We now approach that part of the family history when the individual members cannot be quite so rapidly dismissed from notice.
The only son of Edward Boscawen (the Turkey merchant) and Jael Godolphin was another Hugh; who, like his father and uncles, seems to have been no friend to the Stuarts, and to have assisted in bringing to England William III. This no doubt explains his being made Captain of St. Mawes Castle, Warden of the Stannaries, Steward of the Duchy of Cornwall in the room of Francis Godolphin, Viscount Rialton; Comptroller of the Household; a Privy Councillor; and finally, in 1720, his being ennobled by the titles of Baron Boscawen Rose and Viscount Falmouth. He was also Vice-Treasurer of Ireland, a post which he resigned the year of his death. He several times, before gaining his title, sat for Cornwall in Parliament; but gave up all his appointments except that of Warden of the Stannaries, on the defeat of the Excise Scheme.
Hugh Boscawen seems to have been quite carried away by his political zeal, for he was foremost in arresting, or trying to arrest, any, even of his old friends, who were suspected of holding high monarchical principles; amongst whom may be named Sir Richard Vyvyan, of Trelowarren, and, as we have already seen,[84] Mr. Basset, of Tehidy. He died of an apoplexy, at Trefusis, in 1734, having married, in 1700, Charlotte Godfrey, a niece of the great Duke of Marlborough, by whom he had eighteen children, eight sons and ten daughters.
The second Viscount of the same name seems, though of a kind and gentle disposition, not to have possessed a very brilliant intellect. Davies Gilbert tells the story of him that he is said to have mistaken the phrase, 'Optat ephippia Bos,' for the Latin of his own name; and that he always confounded Horace Walpole with the Roman poet whose name is so familiar to us. Probably a somewhat unattractive sort of man, for his wife often threatened, so Mrs. Delany says, that she 'wou'd part with my lord.'
Yet he was not without shrewdness, and had some political influence. Votes which overthrew Sir Robert Walpole were carried against the Minister by his losing the majority of the Scotch and Cornish boroughs; the latter of which were managed by Lord Falmouth and Thomas Pitt. Indeed, the second Viscount Falmouth, like so many others of his contemporaries, was a great dealer in boroughs. It is of him that Dodington tells the story, that he went to the Minister to ask him a favour, which the latter seemed unwilling to grant; upon which Lord Falmouth said, 'Remember, sir, we are seven!' And Dover says that Lord Cowper resigned the Bedchamber on the 'Beefeaters' being given to Lord Falmouth:—'The latter, who is powerful in elections, insisted on having it; the other had nothing but a promise from the King, which the Ministry had already twice forced him to break.'
He was also Yeoman of the Guard to George II., and in 1745, according to Chauncey, raised a regiment at his own expense to serve against the Scotch rebels; and he had such influence in Cornwall that 6,387 persons joined an association, the members of which bound themselves to appear armed in the best manner they could, under his command, to defend the King and the Government. Mrs. Thomson, in her 'Memoirs of Viscountess Sandon,' tells us how the second Viscount's wife, H. C. M. Russell, née Smith, was in desperate straits to get herself appointed a Lady of the Bedchamber, and wrote the most pressing letters to Mrs. Clayton on the subject. In one she says that she could not sleep a wink all night for thinking of it!

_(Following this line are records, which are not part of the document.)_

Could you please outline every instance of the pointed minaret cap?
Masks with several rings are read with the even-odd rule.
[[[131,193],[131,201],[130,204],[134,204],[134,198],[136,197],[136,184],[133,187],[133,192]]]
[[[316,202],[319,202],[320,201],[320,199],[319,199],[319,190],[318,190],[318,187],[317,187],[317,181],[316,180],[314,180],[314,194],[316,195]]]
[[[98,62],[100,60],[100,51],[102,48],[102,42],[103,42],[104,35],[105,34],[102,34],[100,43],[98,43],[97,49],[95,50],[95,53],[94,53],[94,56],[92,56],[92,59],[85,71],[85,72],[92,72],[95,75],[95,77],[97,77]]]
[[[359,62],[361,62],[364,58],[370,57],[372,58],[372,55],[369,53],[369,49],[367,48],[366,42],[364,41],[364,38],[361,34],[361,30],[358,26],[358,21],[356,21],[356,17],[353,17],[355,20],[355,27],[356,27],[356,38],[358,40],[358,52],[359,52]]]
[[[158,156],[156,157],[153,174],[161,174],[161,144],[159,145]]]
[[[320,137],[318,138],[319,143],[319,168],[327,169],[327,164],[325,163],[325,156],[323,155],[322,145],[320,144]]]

His brother Nicholas went to Corpus Christi College, Cambridge, took holy orders, and on the Duke of Newcastle's visit to the University, as Chancellor, was created a D.D. He was appointed a King's Chaplain, and 'Dean' of Buryan in 1756, Rector of St. Mabyn and of St. Michael Penkivel in 1774, and a Prebendary of Westminster in 1777. The only remarkable thing about him seems to have been his appointment as 'Dean' of Buryan, the exact significance of which dignity it is difficult to discover, though it is said that this 'Deanery' had jurisdiction over three parishes, and the probate of wills therein, and that there were three prebends attached to it; it is not uninteresting to note this tendency in a member of the Boscawen family to 'hark back to their early St. Buryan haunts.[85] His wife, Mrs. Hatton, was, I believe, the widow of a linendraper in Newgate Street.
There was another brother, John—a Major-General in the army;—and the 4th son of the second Viscount, the Hon. George Boscawen, was another military member of the family; he was present at the battles of Dettingen and Fontenoy, and represented Truro in Parliament from 1761 to 1764. His daughter, Mary, maid-of-honour to the Princess Charlotte, wrote a memoir of the Princess.